Blazingly Fast LLM Calls for Data Science: How to make 1,000 LLM calls in 16 seconds

From 50 Crashed Records to 1,000 LLM Calls in 16 Seconds

“Can you run sentiment analysis on this customer feedback dataset?”
“Can you reformat all of these survey responses into a consistent format?”
“Can you extract the name, address, and phone number from this list of unstructured text?”

Your manager drops a CSV with 5,000 rows on your desk. Easy, you think - you’ve got a working LLM script that processes 10 records perfectly. You modify the loop, hit run, and… crash at record 47. Rate limits.

After some debugging, you discover batch APIs exist, but they require uploading files and waiting 2+ hours for results. You need to iterate fast, not wait until tomorrow.

The Promise

What if I told you there’s a way to process 1,000 LLM calls in under 16 seconds, get perfectly structured data back, and never worry about rate limits again?

In this guide, we’ll walk through a toolkit that transforms LLM processing from a brittle, slow nightmare into something as reliable as a pandas operation. You’ll learn to process thousands of prompts asynchronously while respecting rate limits and, most importantly, getting clean, validated data back.
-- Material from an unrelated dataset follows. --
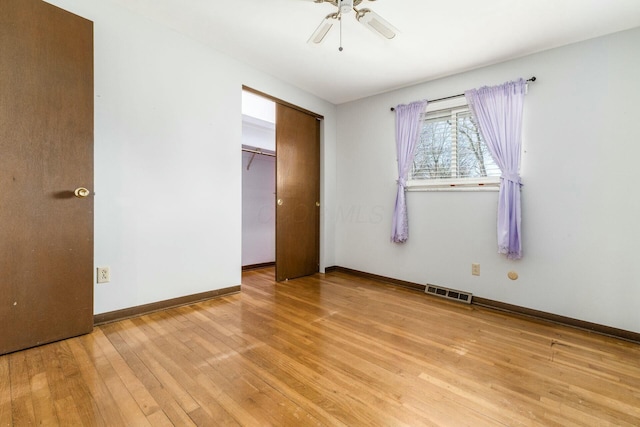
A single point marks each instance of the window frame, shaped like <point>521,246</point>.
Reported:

But Wait, Don’t LLM Providers Have Batch APIs?

Yes, they do! And they’re great for massive, offline jobs. But our toolkit is designed for a different, more immediate need: rapid experimentation.

While native batch APIs make you upload a file and wait, our BatchProcessor gives you results in real-time, integrates them directly into your pandas DataFrame, and lets you switch between models like GPT, Claude, and Gemini with a single line of code. It’s built for the data scientist who needs to test a hypothesis now, not tomorrow.

The Numbers Don’t Lie: Performance Benchmarks

Before we dive into how it works, let’s see what we’re dealing with:

Method	1,000 Records	Rate Limit Errors	Data Validation	Setup Time
Manual Loop	45 min (crashes)	15+ errors	Manual parsing	2 hours
Official Batch API	2+ hours	0	Manual parsing	30 min
BatchProcessor	8 seconds	0	Automatic	2 minutes

Benchmark Details

Tested with Gemini 2.5 Flash Lite on extraction tasks. Your results may vary based on model choice and task complexity.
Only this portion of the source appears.